Me entregó el vaso de agua y traté de beber con calma mientras intentaba recuperarme de la confusión que sentía en ese momento; dejó la jarra encima de la mesa. La peluca de rizos rubio platino, las tijeras de cocina, las revistas con las páginas rasgadas, los zapatos de tacón rotos, el bolso de cuero rojo con piedras strass… y ahora la jarra de agua. No entendía cómo la mesa podía aguantar el peso: de un momento a otro, las patas roídas de aquel mueble acabarían por ceder.

—Voy a traerte algo de ropa, así podrás ducharte y quitarte toda esa suciedad que llevas encima, ¿de acuerdo? —Asentí mientras ella abría la puerta que había enfrente del sofá y entraba en aquella habitación.

Me llevé de nuevo el vaso de agua a los labios y bebí otro trago más. Sasha no tardó en volver al salón con una camiseta, unos pantalones vaqueros, unas zapatillas negras Vans, unos calcetines y unos calzoncillos estilo slip.

—Esto es de Guido. Creo que te servirá, aunque quizá te quede un poco grande…

—¿Seguro que me puedo poner la ropa de…?

—¿Guido?

—Guido —repetí—. ¿No se molestará?

—¡En absoluto! Estará encantando de poder ayudarte. Bueno, coge todo esto y ven que te enseñe dónde está la ducha. Mientras, iré a desplumarme, que estas pequeñajas ya han trabajado lo suficiente por hoy. —Dio un par de golpes de cadera y sonrió.

—Tu chaqueta… —que aún llevaba puesta.

—¡Oh, no te preocupes por ella! ¡Déjala en el montón de la ropa sucia!

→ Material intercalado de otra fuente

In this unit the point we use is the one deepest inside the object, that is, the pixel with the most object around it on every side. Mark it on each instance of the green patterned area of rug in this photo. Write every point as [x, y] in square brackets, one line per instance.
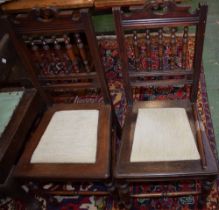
[8, 103]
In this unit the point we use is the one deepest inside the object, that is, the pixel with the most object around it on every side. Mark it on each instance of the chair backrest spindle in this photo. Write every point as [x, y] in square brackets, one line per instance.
[167, 38]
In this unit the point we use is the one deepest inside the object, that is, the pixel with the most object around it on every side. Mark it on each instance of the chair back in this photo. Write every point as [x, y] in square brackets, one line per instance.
[60, 51]
[156, 46]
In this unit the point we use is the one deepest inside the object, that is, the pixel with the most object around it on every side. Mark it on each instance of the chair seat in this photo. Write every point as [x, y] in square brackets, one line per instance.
[163, 134]
[70, 137]
[149, 149]
[72, 141]
[8, 103]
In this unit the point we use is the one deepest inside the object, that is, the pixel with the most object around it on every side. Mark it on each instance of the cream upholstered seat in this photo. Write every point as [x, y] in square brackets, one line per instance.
[70, 137]
[163, 134]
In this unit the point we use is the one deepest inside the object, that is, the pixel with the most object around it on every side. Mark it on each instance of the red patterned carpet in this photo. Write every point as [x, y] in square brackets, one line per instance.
[110, 59]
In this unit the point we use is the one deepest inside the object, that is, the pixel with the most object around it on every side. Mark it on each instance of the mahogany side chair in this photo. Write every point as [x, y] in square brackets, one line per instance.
[72, 142]
[162, 140]
[19, 109]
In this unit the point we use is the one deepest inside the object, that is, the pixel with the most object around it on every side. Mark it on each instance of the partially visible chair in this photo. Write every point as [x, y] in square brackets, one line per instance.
[162, 140]
[19, 108]
[72, 142]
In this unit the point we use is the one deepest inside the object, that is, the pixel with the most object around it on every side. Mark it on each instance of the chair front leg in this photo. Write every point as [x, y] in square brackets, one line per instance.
[206, 187]
[124, 196]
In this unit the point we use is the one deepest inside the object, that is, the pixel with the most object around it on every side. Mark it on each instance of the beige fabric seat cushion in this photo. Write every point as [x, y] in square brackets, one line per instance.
[163, 134]
[70, 137]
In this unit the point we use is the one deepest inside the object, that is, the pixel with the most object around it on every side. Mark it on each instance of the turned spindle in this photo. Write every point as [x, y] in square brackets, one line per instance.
[82, 51]
[185, 47]
[173, 48]
[71, 53]
[136, 51]
[160, 51]
[148, 49]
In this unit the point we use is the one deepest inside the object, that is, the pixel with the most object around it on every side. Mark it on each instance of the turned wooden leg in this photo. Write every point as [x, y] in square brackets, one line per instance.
[14, 190]
[206, 189]
[124, 198]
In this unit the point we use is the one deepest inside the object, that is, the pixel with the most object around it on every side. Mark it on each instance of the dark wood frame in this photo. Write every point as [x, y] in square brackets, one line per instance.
[99, 171]
[12, 141]
[127, 172]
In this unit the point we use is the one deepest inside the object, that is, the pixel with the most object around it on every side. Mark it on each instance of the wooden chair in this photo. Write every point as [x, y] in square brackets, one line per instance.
[72, 142]
[19, 108]
[163, 140]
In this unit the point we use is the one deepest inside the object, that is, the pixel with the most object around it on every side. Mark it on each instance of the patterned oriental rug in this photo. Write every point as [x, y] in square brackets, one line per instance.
[111, 62]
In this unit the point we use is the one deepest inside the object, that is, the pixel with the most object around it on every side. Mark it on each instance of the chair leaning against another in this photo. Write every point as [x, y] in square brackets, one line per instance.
[162, 140]
[72, 142]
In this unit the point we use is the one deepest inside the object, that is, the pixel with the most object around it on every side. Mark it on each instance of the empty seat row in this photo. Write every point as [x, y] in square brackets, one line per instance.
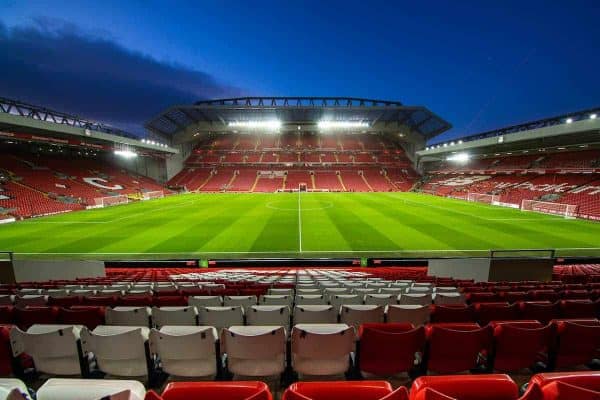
[316, 349]
[543, 311]
[545, 386]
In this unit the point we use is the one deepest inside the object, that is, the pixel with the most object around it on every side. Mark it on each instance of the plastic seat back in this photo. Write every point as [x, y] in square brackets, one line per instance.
[388, 349]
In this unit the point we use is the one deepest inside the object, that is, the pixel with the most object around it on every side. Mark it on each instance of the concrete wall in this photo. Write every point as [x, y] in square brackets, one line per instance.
[461, 268]
[147, 166]
[44, 270]
[174, 163]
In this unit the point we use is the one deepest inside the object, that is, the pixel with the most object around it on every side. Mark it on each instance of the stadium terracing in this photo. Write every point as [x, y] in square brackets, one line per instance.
[283, 143]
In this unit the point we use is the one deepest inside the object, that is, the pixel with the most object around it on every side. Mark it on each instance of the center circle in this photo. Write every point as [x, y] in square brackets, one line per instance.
[273, 205]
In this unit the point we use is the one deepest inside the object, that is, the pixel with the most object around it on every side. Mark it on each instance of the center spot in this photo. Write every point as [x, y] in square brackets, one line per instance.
[283, 206]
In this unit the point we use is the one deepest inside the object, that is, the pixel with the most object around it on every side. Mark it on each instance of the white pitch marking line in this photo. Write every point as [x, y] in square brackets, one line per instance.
[183, 253]
[299, 223]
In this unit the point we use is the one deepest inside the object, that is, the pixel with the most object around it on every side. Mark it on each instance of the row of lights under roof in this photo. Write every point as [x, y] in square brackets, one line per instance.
[153, 143]
[443, 145]
[567, 121]
[570, 120]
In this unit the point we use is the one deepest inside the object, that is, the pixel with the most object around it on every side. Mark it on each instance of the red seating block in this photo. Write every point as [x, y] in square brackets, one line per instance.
[456, 347]
[388, 349]
[356, 390]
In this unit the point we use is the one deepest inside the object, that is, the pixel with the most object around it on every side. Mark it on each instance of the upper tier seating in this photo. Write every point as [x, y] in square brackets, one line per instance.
[44, 183]
[293, 159]
[564, 177]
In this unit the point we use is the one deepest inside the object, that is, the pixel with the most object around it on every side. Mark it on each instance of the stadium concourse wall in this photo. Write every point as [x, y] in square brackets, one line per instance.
[47, 270]
[480, 269]
[492, 269]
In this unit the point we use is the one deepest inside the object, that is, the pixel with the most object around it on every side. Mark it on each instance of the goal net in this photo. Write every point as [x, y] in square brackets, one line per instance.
[566, 210]
[483, 198]
[157, 194]
[111, 200]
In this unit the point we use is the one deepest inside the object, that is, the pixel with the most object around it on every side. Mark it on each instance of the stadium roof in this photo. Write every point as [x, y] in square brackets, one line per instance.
[573, 131]
[215, 115]
[20, 120]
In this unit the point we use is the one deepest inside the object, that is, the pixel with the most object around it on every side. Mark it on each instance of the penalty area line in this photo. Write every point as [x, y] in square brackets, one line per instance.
[299, 223]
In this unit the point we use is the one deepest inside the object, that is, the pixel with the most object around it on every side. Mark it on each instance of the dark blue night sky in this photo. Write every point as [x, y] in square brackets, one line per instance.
[479, 64]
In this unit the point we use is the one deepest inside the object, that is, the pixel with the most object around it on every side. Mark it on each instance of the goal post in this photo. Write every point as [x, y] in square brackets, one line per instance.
[156, 194]
[483, 197]
[546, 207]
[111, 200]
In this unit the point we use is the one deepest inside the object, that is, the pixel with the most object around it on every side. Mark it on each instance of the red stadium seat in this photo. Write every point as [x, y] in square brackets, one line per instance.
[487, 312]
[102, 301]
[359, 390]
[453, 348]
[584, 379]
[89, 316]
[578, 309]
[543, 295]
[543, 311]
[577, 342]
[388, 349]
[452, 313]
[464, 387]
[238, 390]
[170, 301]
[5, 351]
[482, 297]
[132, 300]
[67, 301]
[25, 317]
[513, 297]
[518, 346]
[7, 315]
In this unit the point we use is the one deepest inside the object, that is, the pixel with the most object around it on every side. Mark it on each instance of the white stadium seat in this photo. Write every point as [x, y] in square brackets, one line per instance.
[269, 315]
[187, 351]
[119, 350]
[381, 299]
[128, 316]
[221, 317]
[256, 351]
[89, 389]
[421, 299]
[322, 350]
[307, 299]
[414, 314]
[315, 314]
[205, 301]
[54, 348]
[174, 316]
[244, 301]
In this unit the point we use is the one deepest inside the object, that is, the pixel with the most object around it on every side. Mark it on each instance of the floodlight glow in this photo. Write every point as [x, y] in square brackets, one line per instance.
[459, 157]
[269, 124]
[342, 124]
[125, 153]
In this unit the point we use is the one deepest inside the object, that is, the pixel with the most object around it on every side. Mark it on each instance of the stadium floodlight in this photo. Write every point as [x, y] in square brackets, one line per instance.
[459, 157]
[125, 153]
[342, 124]
[273, 124]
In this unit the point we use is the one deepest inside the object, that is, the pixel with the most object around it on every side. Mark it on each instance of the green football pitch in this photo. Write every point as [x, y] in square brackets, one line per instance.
[296, 225]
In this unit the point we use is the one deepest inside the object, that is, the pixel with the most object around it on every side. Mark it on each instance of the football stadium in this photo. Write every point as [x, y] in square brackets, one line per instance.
[188, 240]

Sasha me condujo entonces al cuarto de baño por el estrecho pasillo que comunicaba el salón con la cocina y con dos habitaciones más. Cerré la puerta, dejé la ropa que me acababa de dar —la ropa de Guido, a quien yo no conocía— apoyada en el borde del lavabo y me miré en el espejo: no tenía buen aspecto en absoluto. Me acaricié levemente con las manos el contorno de los ojos, luego la frente y luego el mentón. Alargué el brazo, abrí el grifo de la ducha y dejé que el agua cayera durante un par de minutos antes de quitarme los calzoncillos sucios y meterme dentro. Cerré los ojos. Dejé que el agua se llevara por el sumidero los restos de tierra y de arena de mi pelo, de mis hombros, de mi espalda, de mis piernas. Y los recuerdos. Sasha cantaba algo al otro lado de la pared. Por fin encontré, aquella noche, un segundo de paz.